Selbstverständlich haben wir alle ein gottgegebenes Anrecht auf das allerbeste!
Das steht ausser Frage , denn die Werbung aller Branchen hat dafür gesorgt, dass dies auch jeder glaubt.

Wir selbst sind ja ebenfalls die besten !
Die nettesten Auswanderer, die beliebtesten Touristen, die größten Obamafans und selbstverständich die besten Jäger, mit dem allerbesten Jagdsystem seit Skadi die Hatz aufgegeben hat.

Nun ist das allerdings so eine Sache, wenn’s Superlative hagelt.
Zumindest bei Flinten.
Oben auf dem Berg der flintentechnischen Erkenntnis ,wird’s eng und die Luft dünn, weil dort, ganz nahe bei den Flintengötter, gelten andere Maßstäbe als unten im Tal bei den Sterblichen.
Zumal wenn den Göttern und ihrenn Besuchern , die Sicht genommen wird , durch den frevlerischen Nebel des Marketingteufels, der seit weit über hundert Jahren die Sinne aller kräftig durcheinander bringt.

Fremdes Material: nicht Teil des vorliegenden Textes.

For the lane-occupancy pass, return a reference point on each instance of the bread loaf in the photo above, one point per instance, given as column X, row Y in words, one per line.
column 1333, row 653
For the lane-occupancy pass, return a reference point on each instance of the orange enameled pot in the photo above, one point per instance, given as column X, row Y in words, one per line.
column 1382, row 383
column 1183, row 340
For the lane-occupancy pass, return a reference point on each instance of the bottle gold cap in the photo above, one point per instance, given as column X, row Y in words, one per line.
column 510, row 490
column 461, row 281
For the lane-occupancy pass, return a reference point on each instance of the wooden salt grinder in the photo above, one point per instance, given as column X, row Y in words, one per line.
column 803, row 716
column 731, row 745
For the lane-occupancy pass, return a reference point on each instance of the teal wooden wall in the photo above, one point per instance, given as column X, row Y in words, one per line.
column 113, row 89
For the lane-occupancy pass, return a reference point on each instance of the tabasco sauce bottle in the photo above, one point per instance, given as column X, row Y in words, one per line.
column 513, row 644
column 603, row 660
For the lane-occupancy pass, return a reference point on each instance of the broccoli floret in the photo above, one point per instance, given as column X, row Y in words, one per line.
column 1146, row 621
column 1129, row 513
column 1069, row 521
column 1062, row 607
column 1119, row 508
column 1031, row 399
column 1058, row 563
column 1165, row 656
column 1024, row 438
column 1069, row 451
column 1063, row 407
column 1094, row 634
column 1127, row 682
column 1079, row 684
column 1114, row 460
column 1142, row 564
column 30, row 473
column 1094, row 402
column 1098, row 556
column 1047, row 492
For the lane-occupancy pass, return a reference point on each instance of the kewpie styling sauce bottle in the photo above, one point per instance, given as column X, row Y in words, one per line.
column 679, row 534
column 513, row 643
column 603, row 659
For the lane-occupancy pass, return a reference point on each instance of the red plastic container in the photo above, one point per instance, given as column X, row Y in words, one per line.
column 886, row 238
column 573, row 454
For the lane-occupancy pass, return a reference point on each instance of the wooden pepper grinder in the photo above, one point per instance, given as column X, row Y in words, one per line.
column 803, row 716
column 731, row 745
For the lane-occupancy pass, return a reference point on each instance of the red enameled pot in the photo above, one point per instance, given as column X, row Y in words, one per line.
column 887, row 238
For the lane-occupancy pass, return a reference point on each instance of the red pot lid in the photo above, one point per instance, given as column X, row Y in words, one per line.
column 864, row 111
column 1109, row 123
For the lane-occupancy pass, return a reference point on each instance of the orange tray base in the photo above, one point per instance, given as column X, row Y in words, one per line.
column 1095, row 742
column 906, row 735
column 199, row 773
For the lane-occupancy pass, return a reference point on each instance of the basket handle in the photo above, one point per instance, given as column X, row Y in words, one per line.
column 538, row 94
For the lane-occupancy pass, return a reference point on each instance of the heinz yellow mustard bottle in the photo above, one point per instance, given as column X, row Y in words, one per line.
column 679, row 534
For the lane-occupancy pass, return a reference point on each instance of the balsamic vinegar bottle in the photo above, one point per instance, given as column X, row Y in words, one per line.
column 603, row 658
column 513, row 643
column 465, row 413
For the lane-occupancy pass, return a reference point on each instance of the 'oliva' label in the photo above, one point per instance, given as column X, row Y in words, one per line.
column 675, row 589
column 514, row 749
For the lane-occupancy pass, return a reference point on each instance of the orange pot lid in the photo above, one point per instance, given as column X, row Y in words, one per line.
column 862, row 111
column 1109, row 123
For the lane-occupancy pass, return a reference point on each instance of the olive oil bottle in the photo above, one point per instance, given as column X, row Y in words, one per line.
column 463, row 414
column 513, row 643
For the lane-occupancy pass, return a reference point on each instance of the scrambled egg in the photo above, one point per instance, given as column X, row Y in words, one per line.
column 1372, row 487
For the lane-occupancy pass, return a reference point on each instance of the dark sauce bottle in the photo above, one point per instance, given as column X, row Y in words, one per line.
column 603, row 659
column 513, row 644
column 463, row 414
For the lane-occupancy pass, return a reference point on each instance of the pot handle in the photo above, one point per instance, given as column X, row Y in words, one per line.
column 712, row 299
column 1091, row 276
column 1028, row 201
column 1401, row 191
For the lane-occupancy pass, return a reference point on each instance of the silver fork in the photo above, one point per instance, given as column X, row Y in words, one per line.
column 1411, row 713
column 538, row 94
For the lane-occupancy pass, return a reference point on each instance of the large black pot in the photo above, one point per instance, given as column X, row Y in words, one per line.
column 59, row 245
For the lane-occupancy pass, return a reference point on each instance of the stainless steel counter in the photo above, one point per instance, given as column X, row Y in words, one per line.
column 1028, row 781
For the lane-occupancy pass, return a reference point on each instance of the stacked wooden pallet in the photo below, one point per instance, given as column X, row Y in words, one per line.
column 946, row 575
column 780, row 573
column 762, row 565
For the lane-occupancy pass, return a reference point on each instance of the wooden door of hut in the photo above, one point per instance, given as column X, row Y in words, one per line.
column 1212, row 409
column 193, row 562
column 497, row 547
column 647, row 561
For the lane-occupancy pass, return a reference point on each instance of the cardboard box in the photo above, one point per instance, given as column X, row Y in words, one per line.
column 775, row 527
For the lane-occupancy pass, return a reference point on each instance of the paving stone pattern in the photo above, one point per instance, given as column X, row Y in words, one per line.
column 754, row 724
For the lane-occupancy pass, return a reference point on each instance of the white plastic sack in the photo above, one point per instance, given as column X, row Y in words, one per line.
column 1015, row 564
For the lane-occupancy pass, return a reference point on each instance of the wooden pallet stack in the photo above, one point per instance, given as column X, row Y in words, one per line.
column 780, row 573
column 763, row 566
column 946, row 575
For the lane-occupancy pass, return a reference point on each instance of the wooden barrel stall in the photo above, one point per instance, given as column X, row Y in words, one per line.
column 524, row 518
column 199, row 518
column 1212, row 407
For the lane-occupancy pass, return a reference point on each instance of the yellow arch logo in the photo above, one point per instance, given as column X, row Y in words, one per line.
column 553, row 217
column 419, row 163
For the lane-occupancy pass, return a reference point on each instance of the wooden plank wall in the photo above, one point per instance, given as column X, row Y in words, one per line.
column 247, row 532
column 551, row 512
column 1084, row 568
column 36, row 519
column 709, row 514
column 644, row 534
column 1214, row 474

So kommt’s, dass unten im Tal die Leut‘ schießen was kracht, sich freuen wenn’s dafür auch noch Wildbret gibt, oder die Tonscheibe zerbröselt.
So kommt’s, dass diese Leut sich einen Teufel um Markennamen scheren, kaufen was billig ist, jedes Märchen glauben und die Flinte für ein unedles Schießgerät halten, das aus zwei Wasserrohren und einem alten Steifelknecht gebastelt wurde.
…und oft sehen Ihre Flinten auch genau so aus.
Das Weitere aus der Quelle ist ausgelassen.